Altra novità agognata sono gli stivaletti che ci permettono di velocizzare il personaggio e rendere più brillante il gioco che oscilla tra il prevedibile e il già visto. Che te lo dico a fare!? I nemici aggiunti sono a volte simpatici altre volte ridicoli, come le tartarughe dalla schiena pungente o una sorta di struzzo lancia ossa. I Boss di fine livello invece non sono malaccio e ci potranno mettere a dura prova, anche e soprattutto per la nostra fisiologica incapacità di schivare agevolmente i colpi, come detto prima. Si attinge dalla mitologia greca: chimera, centauro e medusa oltre i già noti esseri alieni e non-morti tratti da Rastan. E quasi ci dispiace che alcune di queste creature ben riuscite debbano soccombere per poi proiettarci nuovamente nel solito scorrimento laterale privo di stimoli e pieno di situazioni posticce popolate da mostriciattoli che vagano in cerca di un perché. Insomma tutto il resto è noia.

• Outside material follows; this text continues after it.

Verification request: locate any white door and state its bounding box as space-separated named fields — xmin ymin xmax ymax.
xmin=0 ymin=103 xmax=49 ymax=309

Lasciando perdere l’accanimento dei graphic desiner sul nostro protagonista tutto steroidi e ossa grosse, i programmatori hanno mal pensato di rendere gli elementi platform più importanti, facendo in modo, in certe situazioni, di condannarci al baratro dei buchi senza fine solo perché non abbiamo saltato dall’ultimo dei pixel disegnati sullo spigolo della piattaforma. Non paghi di ciò hanno modificato il DNA il nostro personaggio nerboruto (come se non bastasse l’aspetto fisico), rendendolo “ritardato”, non nel senso di QI, tutto da valutare, ma nell’esecuzione pratica dei salti. Premendo infatti il tasto del salto ci si aspetta una reazione immediata, e invece no; un breve ma fastidioso ritardo complica e compromette ancora di più la giocabilità. Non è dato sapere il perché.  Una cattiveria non giustificata che si va a sommare all’accozzaglia di scelte discutibili delle quali penso di aver grossomodo reso l’idea.

Elemento positivo invece la musica che riprende alla lontana gli echi del primo episodio ma con una epicità che a me personalmente ricorda più un contesto romano, con tanto di centurioni, bighe e schifoso vino allungato con l’acqua di mare, come si usava a quel tempo. La band che ha composto le musiche si chiama “Zuntata” ed è nota per aver lavorato per la serie di Darius e il mitico e giustamente celebrato Bubble Bobble. Curriculum non da poco.

 

CONCLUSIONI

Che aggiungere a tutto ciò? Gli autori si sono spinti là dove Rastan si era cautamente fermato, ovvero mettere in ridicolo un personaggio immortale come Conan di Barbaro, sbiadire le atmosfere epiche ed eroiche di Robert Howard  come fosse un acquerello allungato con la birra analcolica, e farci venire voglia di riprendere il “vero” Rastan, senza anagrammi e senza compromessi. Per gli annoiati che non hanno mai visto un Hack ‘n Slash può andare anche bene Nastar. Per tutto il resto c’è “master” Rastan.